Recurrent implantation failure (RIF) is the failure of embryos to implant more than two times in a given individual. There is debate about a precise definition for RIF, but we consider more than two implantation failures for individuals who undergo in vitro fertilization-embryo transfer (IVF-ET) to constitute RIF. There are many potential reasons for RIF, including embryonic factors, immunological factors, uterine factors, coagulate factors, and genetic factors. Genetic variation has been suggested as one of the contributing factors leading to RIF, and a number of single-nucleotide polymorphisms (SNPs) have been reported to be associated with RIF. The recent elucidation of miRNA functions has provided new insight into the regulation of gene expression.

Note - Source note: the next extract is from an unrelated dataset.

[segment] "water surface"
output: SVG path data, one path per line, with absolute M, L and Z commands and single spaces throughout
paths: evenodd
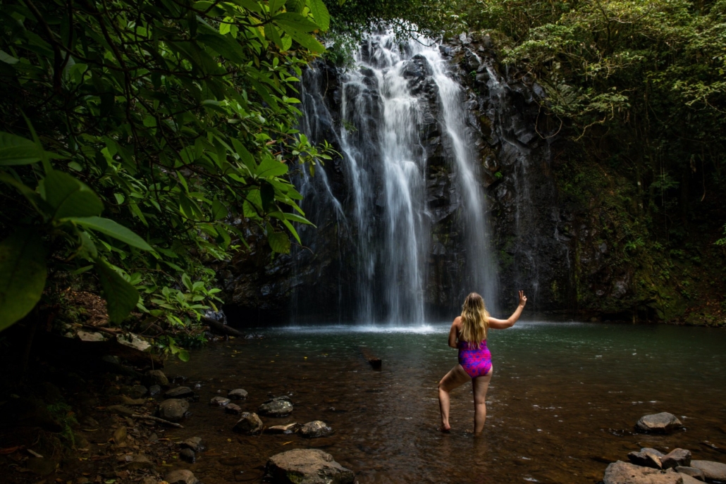
M 259 481 L 268 457 L 317 447 L 368 483 L 595 483 L 608 462 L 641 446 L 690 449 L 694 459 L 726 462 L 726 332 L 619 324 L 518 323 L 493 331 L 494 374 L 483 436 L 473 427 L 470 385 L 452 392 L 452 432 L 436 430 L 436 384 L 455 364 L 449 324 L 424 327 L 326 326 L 256 331 L 261 340 L 213 343 L 188 364 L 168 366 L 199 381 L 201 400 L 184 430 L 210 450 L 191 468 L 206 484 Z M 366 346 L 383 361 L 372 370 Z M 286 418 L 320 419 L 322 439 L 234 434 L 236 419 L 205 405 L 242 387 L 245 410 L 290 395 Z M 669 436 L 633 432 L 644 414 L 669 411 L 685 430 Z M 229 439 L 229 440 L 228 440 Z M 236 459 L 230 459 L 236 457 Z M 222 462 L 222 463 L 221 463 Z M 232 464 L 233 465 L 225 465 Z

We investigated associations between polymorphisms in four miRNAs and RIF in 346 Korean women: 118 patients with RIF and 228 controls. We determined the genotypes of the miRNAs in the study participants by polymerase chain reaction-restriction fragment-length polymorphism (PCR-RFLP) analysis. We analyzed the effects of genotypes, allele combinations, and environmental and clinical factors on the risk of RIF.


The miR-25 T/miR-125aT/miR-222G (odds ratio (OR), 0.528; 95% confidence interval (CI), 0.282–0.990; P = 0.044) and miR-25 T/miR-125aT allele combinations were associated with a reduced risk of RIF. The miR-25 T/miR-32C/miR-125aC/miR-222 T allele combination was associated with an increased risk of RIF. The miR-222GT+TT genotypes interacted with high prothrombin time (≥ 12 s) to increase the risk of RIF.


MicroRNA polymorphisms are significantly different between patients that experience RIF and healthy controls. Combinations of microRNA polymorphisms were associated with the risk of RIF. Interactions between environmental factors and genotypes increased the risk of RIF in Korean women.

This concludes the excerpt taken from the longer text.